I’ll try one of the other writers - see if that fixes it.

After I press F12, the USB shows in the menu as USB FDD

btw, thanks for your help with this. I’ll let you know if one of the other writers does it :slight_smile:

USB FDD is wrong … it should be listed as a USB HDD, so I doubt if the other LiveUSB creators will help, that’s more a function of the AA1’s BIOS seeing the USB stick as a USB floppy disk drive rather than USB hard disk drive.

You’ll probably need another USB stick … oddly enough the cheaper ones seem better for the AA1

OK, now this is weird. I tried one of the other writers - the one found by Banko and it worked straight away.

I now have a menu with 5 options: (1) Persistent mode (whatever THAT is!), (2) Live Mode, (3) Install, (4) File Integrity Check and (5) Memory test.

I just want to test drive Peppermint for now, so which option should I choose?

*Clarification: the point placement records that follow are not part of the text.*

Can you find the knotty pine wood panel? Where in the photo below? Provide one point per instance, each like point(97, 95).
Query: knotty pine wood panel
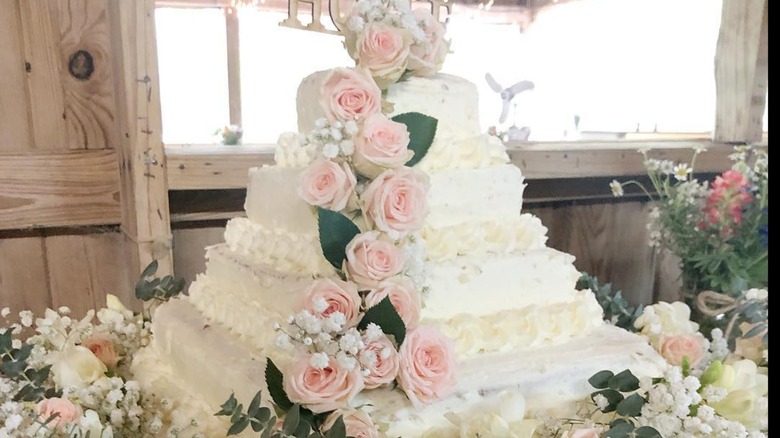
point(90, 106)
point(15, 130)
point(87, 265)
point(24, 279)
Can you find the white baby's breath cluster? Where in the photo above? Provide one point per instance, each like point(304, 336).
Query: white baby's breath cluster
point(109, 401)
point(396, 13)
point(332, 140)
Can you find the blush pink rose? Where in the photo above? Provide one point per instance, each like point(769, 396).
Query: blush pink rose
point(371, 260)
point(384, 51)
point(327, 184)
point(321, 390)
point(427, 57)
point(103, 348)
point(674, 348)
point(384, 367)
point(65, 410)
point(404, 297)
point(357, 422)
point(350, 94)
point(381, 144)
point(397, 200)
point(340, 296)
point(427, 365)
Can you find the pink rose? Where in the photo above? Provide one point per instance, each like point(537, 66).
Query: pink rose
point(404, 297)
point(383, 367)
point(371, 260)
point(427, 57)
point(384, 51)
point(322, 390)
point(327, 184)
point(427, 368)
point(65, 410)
point(349, 94)
point(397, 200)
point(674, 348)
point(357, 422)
point(339, 296)
point(585, 433)
point(380, 144)
point(103, 348)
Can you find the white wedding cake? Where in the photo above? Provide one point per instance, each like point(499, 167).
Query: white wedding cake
point(475, 270)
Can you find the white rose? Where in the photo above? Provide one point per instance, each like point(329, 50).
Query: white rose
point(76, 367)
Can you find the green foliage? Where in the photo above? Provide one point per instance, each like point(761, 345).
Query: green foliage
point(386, 317)
point(152, 288)
point(616, 309)
point(336, 231)
point(620, 392)
point(421, 129)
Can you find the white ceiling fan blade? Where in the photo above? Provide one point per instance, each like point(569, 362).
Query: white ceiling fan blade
point(504, 112)
point(493, 84)
point(520, 87)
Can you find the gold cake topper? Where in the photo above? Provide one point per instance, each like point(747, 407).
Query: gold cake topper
point(337, 18)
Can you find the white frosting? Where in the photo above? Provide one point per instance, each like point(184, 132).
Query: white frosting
point(484, 285)
point(272, 201)
point(286, 252)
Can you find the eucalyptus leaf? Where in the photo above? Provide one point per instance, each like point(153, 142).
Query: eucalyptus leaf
point(336, 231)
point(422, 130)
point(385, 316)
point(275, 381)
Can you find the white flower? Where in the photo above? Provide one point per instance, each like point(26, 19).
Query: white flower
point(681, 171)
point(319, 360)
point(617, 188)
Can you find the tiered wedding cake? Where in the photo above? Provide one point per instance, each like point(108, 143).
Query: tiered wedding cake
point(493, 324)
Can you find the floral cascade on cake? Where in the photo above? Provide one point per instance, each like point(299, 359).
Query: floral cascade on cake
point(384, 281)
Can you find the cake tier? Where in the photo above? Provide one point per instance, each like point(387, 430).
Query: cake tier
point(545, 378)
point(453, 101)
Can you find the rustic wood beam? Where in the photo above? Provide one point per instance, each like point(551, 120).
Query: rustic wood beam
point(59, 189)
point(741, 71)
point(142, 164)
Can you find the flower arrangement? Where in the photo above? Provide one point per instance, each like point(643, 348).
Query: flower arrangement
point(718, 228)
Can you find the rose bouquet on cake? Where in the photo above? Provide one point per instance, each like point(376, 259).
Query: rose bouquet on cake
point(359, 329)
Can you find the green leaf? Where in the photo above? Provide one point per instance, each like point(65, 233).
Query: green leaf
point(631, 406)
point(600, 380)
point(238, 426)
point(620, 430)
point(338, 430)
point(422, 130)
point(613, 398)
point(624, 381)
point(275, 381)
point(336, 231)
point(647, 432)
point(385, 316)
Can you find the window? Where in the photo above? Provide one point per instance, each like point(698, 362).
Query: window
point(600, 67)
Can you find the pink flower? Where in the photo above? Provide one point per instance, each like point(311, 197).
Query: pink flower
point(397, 200)
point(321, 390)
point(349, 94)
point(385, 366)
point(371, 260)
point(427, 57)
point(327, 184)
point(427, 369)
point(381, 143)
point(675, 348)
point(339, 296)
point(384, 51)
point(404, 297)
point(103, 348)
point(357, 422)
point(65, 410)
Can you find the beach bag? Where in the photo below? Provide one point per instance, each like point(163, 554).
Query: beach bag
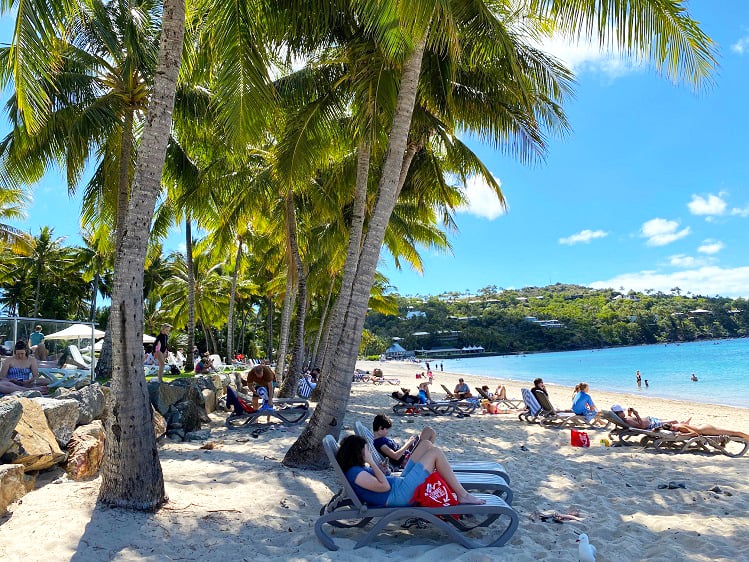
point(434, 492)
point(579, 438)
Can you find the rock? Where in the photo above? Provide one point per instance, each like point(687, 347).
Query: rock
point(85, 451)
point(204, 382)
point(201, 435)
point(163, 395)
point(62, 417)
point(183, 415)
point(209, 397)
point(159, 423)
point(34, 445)
point(91, 403)
point(13, 484)
point(10, 413)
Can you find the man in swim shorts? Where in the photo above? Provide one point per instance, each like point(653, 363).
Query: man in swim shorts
point(632, 418)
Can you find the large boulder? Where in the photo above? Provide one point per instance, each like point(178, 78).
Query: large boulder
point(163, 395)
point(85, 451)
point(10, 413)
point(34, 445)
point(13, 484)
point(62, 417)
point(91, 403)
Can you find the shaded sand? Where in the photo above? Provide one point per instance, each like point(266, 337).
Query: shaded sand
point(237, 502)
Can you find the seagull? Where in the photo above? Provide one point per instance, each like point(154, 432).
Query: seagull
point(586, 552)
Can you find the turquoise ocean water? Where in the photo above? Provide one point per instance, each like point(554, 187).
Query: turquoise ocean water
point(722, 368)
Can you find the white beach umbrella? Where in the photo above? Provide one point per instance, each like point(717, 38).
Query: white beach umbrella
point(75, 332)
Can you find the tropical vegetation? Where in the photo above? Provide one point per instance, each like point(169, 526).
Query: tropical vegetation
point(297, 138)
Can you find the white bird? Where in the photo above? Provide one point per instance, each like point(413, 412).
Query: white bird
point(586, 552)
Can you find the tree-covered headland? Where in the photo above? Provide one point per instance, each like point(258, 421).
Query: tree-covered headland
point(512, 321)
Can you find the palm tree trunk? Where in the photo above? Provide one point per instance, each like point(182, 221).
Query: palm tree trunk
point(307, 450)
point(269, 329)
point(131, 472)
point(283, 339)
point(94, 293)
point(190, 362)
point(297, 356)
point(123, 182)
point(352, 252)
point(232, 298)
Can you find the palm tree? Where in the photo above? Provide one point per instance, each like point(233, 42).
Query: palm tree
point(656, 24)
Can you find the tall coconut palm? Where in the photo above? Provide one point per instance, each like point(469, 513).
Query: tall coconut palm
point(649, 26)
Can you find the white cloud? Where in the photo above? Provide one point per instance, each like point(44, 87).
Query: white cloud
point(707, 280)
point(710, 205)
point(710, 247)
point(685, 262)
point(583, 237)
point(482, 201)
point(741, 46)
point(660, 232)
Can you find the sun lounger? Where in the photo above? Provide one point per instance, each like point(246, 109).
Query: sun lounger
point(345, 510)
point(482, 475)
point(506, 402)
point(383, 380)
point(549, 418)
point(675, 441)
point(65, 378)
point(403, 408)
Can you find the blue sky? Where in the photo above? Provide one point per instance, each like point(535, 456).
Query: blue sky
point(650, 189)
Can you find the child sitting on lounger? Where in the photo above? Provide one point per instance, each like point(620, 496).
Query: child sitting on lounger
point(632, 418)
point(375, 489)
point(397, 456)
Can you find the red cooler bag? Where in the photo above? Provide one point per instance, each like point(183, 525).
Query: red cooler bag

Live mode will allow you to test drive without installing, but you won’t be able to save changes. :slight_smile:
(Live mode acts like a CD)

Persistent mode, is the same as Live mode, but you WILL be able to save changes :slight_smile:
(Persistent mode also acts like a CD, but can save changes, they will be saved to a “persistence” file on the USB stick)

Neither of those 2 will make changes to your SSD/HDD unless you tell it to.

[EDIT]

Peppermint will NOT be as quick or as stable run from a LiveUSB as it would from the internal SSD/HDD, so don’t draw any speed or stability conclusions based on a LiveUSB test drive … but you CAN get a general feel for PeppermintOS.

Thanks for your help! :slight_smile:

No problem … thanks for letting us know one of the other apps worked for you, that may help others in the future :slight_smile:

One last thing, I have a 3 mobile broadband USB stick. Will this plug and play on Peppermint?

More than likely, but depends on the model … you may have to install the usb-modeswitch package (can’t remember if it’s installed by default).

Hi Mark,

I’ve installed Peppermint Two onto my AA1, thanks to the absolutely brilliant tutorial. It’s working perfectly - and really quickly! However, I’m not sure how to test the in-built camera. Could you point me in the right direction?

Cheers :slight_smile:

You’ll either need to test it in Skype … or install something like Cheese.

You can install Cheese from within Synaptic or the Software Manager.

or from the command line with:

sudo apt-get install cheese

In either case you’ll then find it in the “Sound & Video” menu.